Satellite Studio brings kids and arts to neighborhood parks
July 19, 2012
by Carolyn Vidmar
Mary Osmundsen first envisioned the Satellite Studio, a new free arts program offered by Artists Working in Education, as “a spectacle in the park.”
“I wanted there to be a performance component; I wanted there to be sounds,” explained Osmundsen, program director at A.W.E. “What I didn’t want was a park with no kids. I thought having music and dance and drumming would really be a draw—and it worked.”
The Satellite Studio pairs two professional artists from different artistic disciplines to work and teach together every afternoon for a week in a local park. Over the course of the week, children can drop in and participate in a variety of art projects, from dancing to mural painting. Youth participants are free to move from project to project as they please — there are no time commitments or requirements. The Satellite Studio will travel to 12 different sites across Milwaukee this summer; the program runs for six weeks and operates in two parks each week.
“A.W.E.’s mission is to provide arts education programs that are educational and to develop community—and to get kids out in the park,” said Executive Director Beth Haskovec.
A.W.E. operates two other arts programs: a School Studio during the school year and a traveling Truck Studio for younger children in the summer. The Satellite Studio, however, is geared toward youth in sixth grade and above.

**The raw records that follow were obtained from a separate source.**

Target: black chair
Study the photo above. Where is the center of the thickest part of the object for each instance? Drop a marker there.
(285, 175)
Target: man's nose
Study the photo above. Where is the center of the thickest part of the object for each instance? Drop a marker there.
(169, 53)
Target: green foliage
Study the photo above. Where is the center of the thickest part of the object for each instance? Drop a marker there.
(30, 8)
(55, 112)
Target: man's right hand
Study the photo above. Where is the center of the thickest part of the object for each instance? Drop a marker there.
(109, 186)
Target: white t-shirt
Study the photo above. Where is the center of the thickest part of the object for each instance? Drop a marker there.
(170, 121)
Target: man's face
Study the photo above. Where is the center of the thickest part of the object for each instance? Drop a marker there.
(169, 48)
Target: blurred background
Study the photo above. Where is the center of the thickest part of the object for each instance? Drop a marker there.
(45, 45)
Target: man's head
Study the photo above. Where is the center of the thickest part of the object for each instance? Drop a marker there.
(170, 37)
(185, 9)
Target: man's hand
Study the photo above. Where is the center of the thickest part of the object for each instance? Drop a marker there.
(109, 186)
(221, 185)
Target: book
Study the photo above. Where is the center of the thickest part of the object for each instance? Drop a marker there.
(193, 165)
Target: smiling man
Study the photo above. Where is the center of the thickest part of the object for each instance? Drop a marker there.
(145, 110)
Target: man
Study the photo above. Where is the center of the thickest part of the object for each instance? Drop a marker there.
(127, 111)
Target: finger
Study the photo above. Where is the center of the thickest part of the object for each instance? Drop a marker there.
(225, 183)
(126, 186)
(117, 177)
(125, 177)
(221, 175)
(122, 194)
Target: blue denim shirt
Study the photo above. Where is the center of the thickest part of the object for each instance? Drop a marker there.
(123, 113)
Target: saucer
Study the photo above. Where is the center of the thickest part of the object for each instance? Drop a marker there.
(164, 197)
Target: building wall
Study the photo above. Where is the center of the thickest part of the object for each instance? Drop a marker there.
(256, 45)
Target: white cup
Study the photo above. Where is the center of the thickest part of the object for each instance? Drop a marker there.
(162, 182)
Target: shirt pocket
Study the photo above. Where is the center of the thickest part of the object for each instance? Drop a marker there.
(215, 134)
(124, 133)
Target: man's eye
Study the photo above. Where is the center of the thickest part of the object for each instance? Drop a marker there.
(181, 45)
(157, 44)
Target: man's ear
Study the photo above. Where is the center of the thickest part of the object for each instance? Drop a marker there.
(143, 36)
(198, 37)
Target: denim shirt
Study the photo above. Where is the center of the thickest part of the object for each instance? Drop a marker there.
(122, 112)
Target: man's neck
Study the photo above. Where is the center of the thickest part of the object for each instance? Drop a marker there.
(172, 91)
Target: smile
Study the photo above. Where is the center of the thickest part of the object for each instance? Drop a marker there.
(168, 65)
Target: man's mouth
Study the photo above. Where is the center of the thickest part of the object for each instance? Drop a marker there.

“Because we’re working with professional artists, it’s more technical,” Haskovec explained.
Ammar Nsoroma, a Milwaukee-based painter and muralist, is working with the Satellite Studio at three parks this summer. Each week, he helps young people create a mural based on African mythology, folk tales and imagery.
“When I was growing up, we learned a lot about Greek and Roman myths,” Nsoroma explained. “We never learned about any African myths or heroes. I had to wait until I was an adult to learn about African culture and history.”
He sees his work with the Satellite Studio as an opportunity to bring knowledge to communities through art.
“A lot of children are being exposed less and less to art—and even less to opportunities to work with professional artists who are from their own communities,” Nsoroma said. “We bring cultural knowledge.”
A.W.E. also partners with Milwaukee Public Schools to place interns with A.W.E. art programs. Tasha Smith, a recent MPS graduate who will attend Alverno College in the fall, applied for the A.W.E. internship after volunteering with the organization.
“I love working here,” Smith said. “The art projects bring the community together.”
Many of the projects created by Satellite Studio artists and youth participants will stay in the parks as installations or murals.
“It changes the perception of the parks, that they’re seen as a safe place to go,” Haskovec said.
The Satellite Studio aims to fill a gap in the communities it serves, Haskovec explained.
“Right now in Milwaukee, kids aren’t getting this programming in schools because budgets have been cut and arts programming is the first to go,” she said.
“The neighborhoods that we work in don’t have a lot of resources for arts programming, and there’s not a lot going on in the summer. There are programs centered around sports, but nothing really creative,” Osmundsen explained. “We find parents are so appreciative of our program.”
Some parents say they’ve never seen so many people in the park before, Osmundsen said. Others are shocked by the level of focus they see as children work on a painting or sculpture.
“Kids are really artists. They don’t need a lot of instructions to really create,” Osmundsen said.